This directory contains the dataset introduced in Detecting Narrative Elements in Informational Text. The dataset is divided into the train, validation and test sets which were used in the paper (for reproducibility purposes).
The files are formatted as follows. Each line contains five tab-separated fields:
- A sentence
- An indication of whether or not the sentence contains a Complication (1 for yes, 0 for no)
- An indication of whether or not the sentence contains a Resolution (1 for yes, 0 for no)
- An indication of whether or not the sentence contains a Success (1 for yes, 0 for no)
- The domain category of the article from which the sentence was taken
For more details, please refer to the paper.

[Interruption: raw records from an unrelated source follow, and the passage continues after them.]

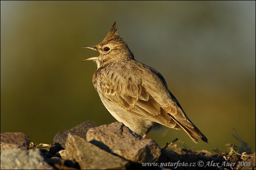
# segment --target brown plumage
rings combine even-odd
[[[116,22],[102,42],[85,46],[98,51],[93,82],[103,104],[118,121],[143,134],[164,126],[183,129],[195,143],[206,137],[185,114],[163,76],[134,59],[125,41],[117,35]]]

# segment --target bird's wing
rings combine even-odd
[[[139,117],[171,128],[179,129],[181,127],[195,143],[199,139],[207,142],[168,90],[162,76],[154,69],[144,66],[148,72],[142,79],[128,75],[115,78],[114,71],[102,75],[106,77],[102,80],[108,81],[100,82],[106,99]]]
[[[186,115],[181,106],[175,97],[168,88],[165,80],[163,76],[158,71],[151,67],[147,66],[152,73],[151,83],[147,83],[148,80],[146,80],[142,86],[147,91],[165,111],[185,132],[193,141],[197,143],[197,140],[202,139],[207,143],[208,140],[203,134],[198,129]],[[145,79],[147,79],[145,77]],[[165,125],[168,126],[168,125]]]
[[[106,71],[101,75],[100,86],[106,100],[115,103],[131,114],[177,129],[180,126],[157,102],[142,85],[139,79],[132,76],[119,76]],[[98,89],[98,90],[99,89]]]

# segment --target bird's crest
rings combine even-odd
[[[108,35],[100,44],[102,43],[103,44],[101,45],[103,45],[108,43],[117,43],[117,42],[126,44],[126,43],[122,37],[117,36],[117,28],[116,28],[116,22],[115,22],[108,31]]]

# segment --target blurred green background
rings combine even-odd
[[[1,132],[53,143],[58,132],[86,120],[115,121],[92,83],[100,42],[117,21],[135,58],[158,70],[209,145],[183,131],[191,149],[255,151],[255,1],[1,1]],[[181,142],[176,143],[178,145]]]

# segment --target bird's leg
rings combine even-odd
[[[148,130],[147,130],[147,132],[146,132],[146,133],[145,133],[145,134],[143,134],[143,135],[142,136],[142,138],[145,139],[145,137],[146,137],[146,136],[147,136],[147,134],[148,134],[148,132],[149,132],[149,131],[150,131],[152,127],[153,126],[151,126],[149,128],[148,128]]]

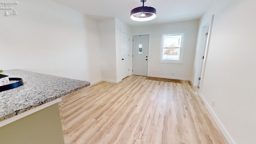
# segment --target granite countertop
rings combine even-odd
[[[4,70],[24,84],[0,92],[0,122],[64,96],[90,84],[90,82],[21,70]]]

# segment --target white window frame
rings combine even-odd
[[[164,50],[164,35],[183,35],[182,38],[181,42],[180,51],[180,60],[163,60],[163,51]],[[170,63],[170,64],[182,64],[183,63],[183,56],[184,55],[184,50],[185,49],[185,39],[186,38],[186,32],[168,32],[161,34],[161,40],[160,46],[159,54],[159,63]]]

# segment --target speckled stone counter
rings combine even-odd
[[[21,70],[5,70],[24,84],[0,92],[0,122],[86,87],[90,82]]]

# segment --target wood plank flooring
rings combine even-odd
[[[196,88],[131,76],[59,104],[65,144],[228,144]]]

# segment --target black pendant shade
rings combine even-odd
[[[131,11],[131,19],[137,21],[146,21],[155,18],[156,16],[156,10],[150,6],[144,6],[144,2],[146,0],[140,0],[143,3],[142,6],[134,8]]]

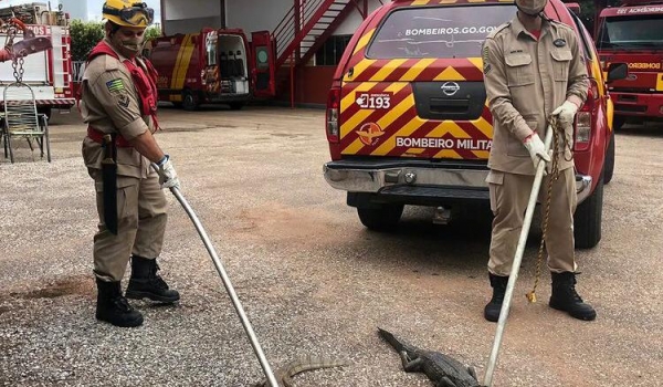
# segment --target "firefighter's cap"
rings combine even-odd
[[[106,0],[104,19],[123,27],[148,27],[155,20],[155,10],[145,2],[130,0]]]

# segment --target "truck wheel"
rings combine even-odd
[[[193,112],[198,108],[198,98],[190,90],[182,92],[182,108],[187,112]]]
[[[608,149],[606,149],[606,165],[603,166],[603,184],[609,184],[614,174],[614,132],[610,136]]]
[[[573,216],[573,236],[577,249],[591,249],[601,240],[603,215],[603,172],[594,191],[578,206]]]
[[[622,126],[627,123],[627,117],[615,115],[612,117],[612,132],[617,132],[621,129]]]
[[[379,207],[357,207],[361,224],[373,231],[393,230],[401,215],[403,205],[378,205]]]

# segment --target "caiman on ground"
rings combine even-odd
[[[423,373],[435,387],[482,387],[474,368],[439,352],[407,344],[385,330],[378,328],[378,333],[399,353],[406,373]]]
[[[347,366],[348,362],[327,358],[306,356],[301,359],[294,360],[281,367],[274,372],[274,377],[278,387],[293,387],[293,376],[303,373],[305,370],[320,369],[320,368],[334,368]],[[253,385],[254,387],[270,387],[270,383],[263,379],[261,383]]]

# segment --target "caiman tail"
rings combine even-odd
[[[387,332],[387,331],[378,327],[378,333],[398,353],[401,353],[403,351],[408,352],[408,353],[412,353],[415,349],[412,345],[410,345],[410,344],[408,344],[408,343],[399,339],[398,337],[396,337],[391,332]]]

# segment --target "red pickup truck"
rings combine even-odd
[[[347,191],[361,222],[397,226],[404,205],[461,207],[488,200],[493,127],[480,57],[485,36],[516,13],[513,2],[388,2],[359,27],[328,94],[327,182]],[[603,184],[612,176],[612,105],[590,34],[559,0],[546,15],[571,25],[591,81],[575,124],[576,247],[601,239]],[[608,77],[627,75],[613,64]]]

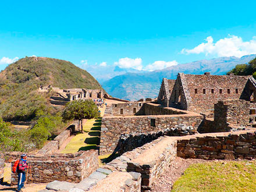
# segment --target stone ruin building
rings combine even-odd
[[[50,97],[50,102],[54,105],[65,105],[67,102],[78,99],[95,99],[111,97],[103,90],[90,90],[87,88],[61,89],[51,86],[41,87],[40,92],[47,92],[49,90],[54,91]]]
[[[227,99],[256,102],[256,81],[251,76],[188,74],[179,73],[176,80],[163,79],[158,102],[165,106],[212,113],[214,104]]]
[[[156,101],[119,100],[123,102],[108,105],[98,153],[118,154],[118,158],[98,168],[95,150],[55,155],[70,134],[66,130],[41,150],[53,153],[45,165],[40,154],[30,156],[39,169],[33,177],[48,182],[55,177],[59,182],[50,183],[48,190],[149,192],[176,157],[255,159],[255,95],[256,82],[251,76],[180,73],[176,80],[163,79]],[[63,176],[58,175],[59,166]],[[56,187],[60,185],[65,188]]]

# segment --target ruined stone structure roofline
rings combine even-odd
[[[183,94],[187,105],[191,103],[191,98],[187,87],[187,81],[186,80],[185,74],[183,73],[179,73],[178,76],[180,77],[182,85],[183,87]]]

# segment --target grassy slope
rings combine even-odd
[[[255,191],[256,162],[194,164],[174,184],[172,191]]]
[[[69,62],[27,57],[0,73],[0,116],[5,120],[25,120],[34,118],[39,109],[56,112],[47,100],[51,93],[37,91],[40,86],[49,84],[63,88],[101,88],[87,72]]]

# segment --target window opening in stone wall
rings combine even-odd
[[[255,115],[256,110],[255,109],[250,109],[250,115]]]
[[[150,119],[150,126],[152,127],[155,127],[155,119]]]

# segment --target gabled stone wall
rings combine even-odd
[[[230,125],[246,126],[250,122],[250,102],[245,100],[219,101],[214,105],[216,129],[222,127],[223,130],[229,131]]]

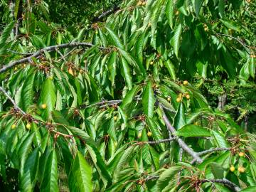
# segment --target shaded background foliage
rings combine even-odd
[[[225,178],[254,191],[256,139],[244,131],[255,132],[255,2],[125,1],[96,23],[113,1],[12,1],[23,4],[1,1],[3,67],[50,46],[87,44],[1,72],[25,113],[1,95],[4,187],[14,179],[26,191],[58,191],[62,181],[71,191],[235,190],[206,182]],[[163,107],[202,163],[176,141],[157,143],[170,137]]]

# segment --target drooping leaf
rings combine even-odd
[[[20,106],[24,111],[33,103],[35,73],[31,73],[25,80],[21,92]]]
[[[153,117],[155,102],[156,100],[154,98],[151,82],[149,81],[144,91],[142,97],[144,112],[149,117]]]
[[[178,58],[178,49],[181,46],[181,35],[182,26],[178,24],[174,28],[174,35],[171,38],[171,45],[174,50],[175,55]]]
[[[92,168],[78,151],[69,175],[68,186],[71,191],[92,191]]]
[[[55,88],[52,80],[48,78],[43,85],[39,101],[40,105],[46,105],[46,109],[44,110],[43,113],[46,119],[50,117],[50,112],[55,109]]]
[[[186,124],[186,120],[185,117],[185,106],[183,102],[181,102],[178,106],[177,112],[175,114],[174,127],[176,129],[178,129]]]
[[[59,191],[58,186],[58,160],[55,150],[49,154],[44,169],[41,191]]]

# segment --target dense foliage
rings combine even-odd
[[[1,188],[255,191],[255,2],[62,1],[1,1]]]

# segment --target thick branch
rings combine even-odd
[[[31,54],[31,55],[30,55],[28,57],[22,58],[22,59],[20,59],[18,60],[10,62],[9,64],[3,66],[3,68],[1,69],[0,69],[0,74],[6,71],[8,69],[9,69],[15,65],[19,65],[21,63],[24,63],[30,62],[33,58],[38,58],[44,51],[51,52],[53,50],[56,50],[56,49],[58,49],[58,48],[73,48],[73,47],[78,47],[78,46],[92,47],[94,45],[92,45],[92,43],[90,43],[71,42],[69,43],[64,43],[64,44],[60,44],[60,45],[46,47],[46,48],[38,50],[38,51],[36,51],[35,53],[33,53]],[[99,47],[99,48],[104,49],[105,48]]]
[[[230,189],[232,189],[233,191],[238,192],[238,191],[241,191],[241,188],[239,186],[238,186],[236,184],[228,181],[226,178],[223,178],[223,179],[201,179],[201,183],[210,182],[210,183],[222,183],[224,186],[226,186],[228,188],[230,188]]]
[[[21,110],[18,106],[18,105],[15,102],[15,101],[11,98],[11,97],[7,93],[7,92],[1,86],[0,86],[0,91],[2,92],[4,94],[4,95],[11,102],[11,103],[14,106],[14,108],[18,110],[24,117],[29,117],[30,120],[32,120],[34,122],[41,123],[41,124],[45,125],[46,127],[48,126],[47,123],[46,123],[44,122],[42,122],[42,121],[39,121],[38,119],[36,119],[35,118],[31,117],[29,114],[26,113],[23,110]],[[73,135],[65,134],[59,132],[58,132],[56,130],[54,130],[54,129],[50,129],[50,131],[55,132],[57,134],[62,135],[62,136],[63,136],[65,137],[72,138],[73,137]]]
[[[163,112],[163,120],[164,123],[166,124],[167,128],[170,130],[170,132],[172,134],[176,133],[175,128],[171,124],[171,122],[169,122],[168,117],[166,117],[163,107],[161,105],[159,105],[159,107],[161,108],[162,112]],[[202,163],[203,159],[200,158],[198,154],[195,152],[191,148],[190,148],[181,138],[177,139],[177,142],[181,147],[182,147],[183,149],[184,149],[185,151],[188,153],[191,156],[192,156],[195,159],[196,159],[196,161],[198,163]]]
[[[210,149],[203,151],[201,151],[201,152],[198,152],[198,154],[201,156],[201,155],[206,154],[208,154],[208,153],[211,153],[211,152],[213,152],[213,151],[228,151],[228,150],[230,150],[230,148],[225,148],[225,147],[213,148],[213,149]]]

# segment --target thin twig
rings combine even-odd
[[[210,183],[222,183],[224,186],[226,186],[228,188],[230,188],[230,189],[233,190],[233,191],[238,192],[238,191],[241,191],[241,188],[239,186],[238,186],[236,184],[235,184],[234,183],[230,181],[229,180],[228,180],[226,178],[223,178],[223,179],[201,179],[201,183],[210,182]]]
[[[238,41],[239,43],[240,43],[242,45],[242,46],[243,46],[243,48],[245,48],[245,51],[250,55],[250,53],[249,53],[248,50],[247,50],[247,48],[251,48],[249,46],[246,45],[245,43],[243,43],[242,41],[239,40],[238,38],[229,36],[229,35],[226,35],[226,34],[223,34],[223,33],[215,33],[217,36],[225,36],[225,37],[228,37],[228,38],[231,38],[234,40],[235,40],[236,41]]]
[[[167,128],[171,131],[171,132],[172,134],[175,134],[176,129],[171,125],[170,121],[169,120],[167,116],[166,115],[162,105],[159,105],[159,107],[163,112],[163,120],[165,122]],[[198,162],[198,163],[203,162],[203,159],[198,156],[198,154],[196,152],[195,152],[191,148],[190,148],[181,138],[178,138],[177,142],[178,142],[178,144],[180,145],[180,146],[182,147],[185,151],[186,151],[191,156],[192,156],[192,157],[193,157],[196,160],[197,162]]]
[[[7,49],[7,50],[11,53],[15,53],[15,54],[23,55],[33,55],[33,53],[21,53],[21,52],[15,51],[15,50],[11,50],[11,49]]]
[[[79,42],[71,42],[68,43],[64,43],[60,45],[52,46],[46,47],[38,50],[38,51],[33,53],[31,55],[18,60],[15,61],[10,62],[6,65],[4,65],[2,68],[0,69],[0,74],[6,71],[9,68],[27,62],[30,62],[33,58],[38,58],[41,54],[44,53],[44,51],[51,52],[55,50],[58,48],[73,48],[73,47],[78,47],[78,46],[83,46],[83,47],[92,47],[95,45],[90,43],[79,43]],[[100,49],[105,49],[106,48],[103,47],[98,47]]]
[[[182,148],[180,148],[180,150],[178,151],[178,161],[179,162],[182,162],[182,156],[183,156],[183,150]],[[178,185],[181,182],[181,171],[178,171]]]
[[[112,104],[118,104],[122,102],[122,100],[105,100],[105,101],[101,101],[99,102],[96,102],[92,105],[81,105],[79,109],[82,110],[82,109],[86,109],[86,108],[90,108],[96,105],[105,105],[105,104],[109,104],[109,105],[112,105]]]
[[[11,102],[11,103],[14,105],[14,108],[17,109],[18,110],[19,110],[23,115],[26,115],[26,113],[22,110],[18,106],[18,105],[15,102],[15,101],[11,97],[11,96],[7,93],[7,92],[2,87],[0,86],[0,91],[1,91],[4,95]]]
[[[104,11],[99,16],[95,17],[92,19],[92,21],[97,22],[97,21],[102,21],[103,18],[105,18],[105,17],[110,15],[111,14],[115,12],[116,11],[119,10],[119,6],[118,4],[119,4],[122,2],[122,1],[119,1],[119,2],[117,2],[117,4],[115,4],[112,8],[110,9],[109,10],[107,10],[106,11]]]
[[[169,142],[171,142],[173,140],[176,140],[177,138],[176,137],[172,137],[170,139],[161,139],[161,140],[158,140],[158,141],[154,141],[154,142],[137,142],[136,144],[138,145],[143,145],[143,144],[161,144],[161,143],[168,143]]]
[[[0,86],[0,91],[2,92],[4,95],[11,102],[11,103],[14,105],[14,108],[18,110],[24,117],[27,117],[29,118],[30,120],[32,120],[34,122],[37,122],[37,123],[40,123],[42,125],[45,125],[46,127],[49,127],[49,125],[43,122],[43,121],[40,121],[38,119],[36,119],[35,118],[33,118],[31,114],[26,113],[26,112],[24,112],[23,110],[21,110],[18,106],[18,105],[15,102],[15,101],[11,98],[11,97],[7,93],[7,92],[2,87]],[[56,130],[54,130],[53,129],[50,129],[49,128],[48,130],[50,130],[51,132],[55,132],[55,134],[59,134],[59,135],[62,135],[65,137],[69,137],[69,138],[72,138],[73,137],[73,135],[70,135],[70,134],[63,134],[62,132],[59,132]]]

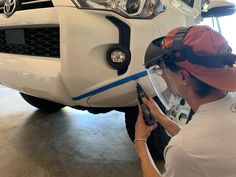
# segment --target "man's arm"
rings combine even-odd
[[[166,115],[159,115],[156,120],[165,128],[165,130],[173,137],[181,130],[180,126]]]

If you use NEAT in your research, we would appreciate using the following to cite our paper:
@inproceedings{levi-etal-2022-detecting,
title = "Detecting Narrative Elements in Informational Text",
author = "Levi, Effi and
Mor, Guy and
Sheafer, Tamir and
Shenhav, Shaul",
booktitle = "Findings of the Association for Computational Linguistics: NAACL 2022",
month = jul,
year = "2022",
address = "Seattle, United States",
publisher = "Association for Computational Linguistics",
url = "https://aclanthology.org/2022.findings-naacl.133",
pages = "1755--1765",
abstract = "Automatic extraction of narrative elements from text, combining narrative theories with computational models, has been receiving increasing attention over the last few years. Previous works have utilized the oral narrative theory by Labov and Waletzky to identify various narrative elements in personal stories texts. Instead, we direct our focus to informational texts, specifically news stories. We introduce NEAT (Narrative Elements AnnoTation) {--} a novel NLP task for detecting narrative elements in raw text. For this purpose, we designed a new multi-label narrative annotation scheme, better suited for informational text (e.g. news media), by adapting elements from the narrative theory of Labov and Waletzky (Complication and Resolution) and adding a new narrative element of our own (Success). We then used this scheme to annotate a new dataset of 2,209 sentences, compiled from 46 news articles from various category domains. We trained a number of supervised models in several different setups over the annotated dataset to identify the different narrative elements, achieving an average $F_1$ score of up to 0.77. The results demonstrate the holistic nature of our annotation scheme as well as its robustness to domain category.",
}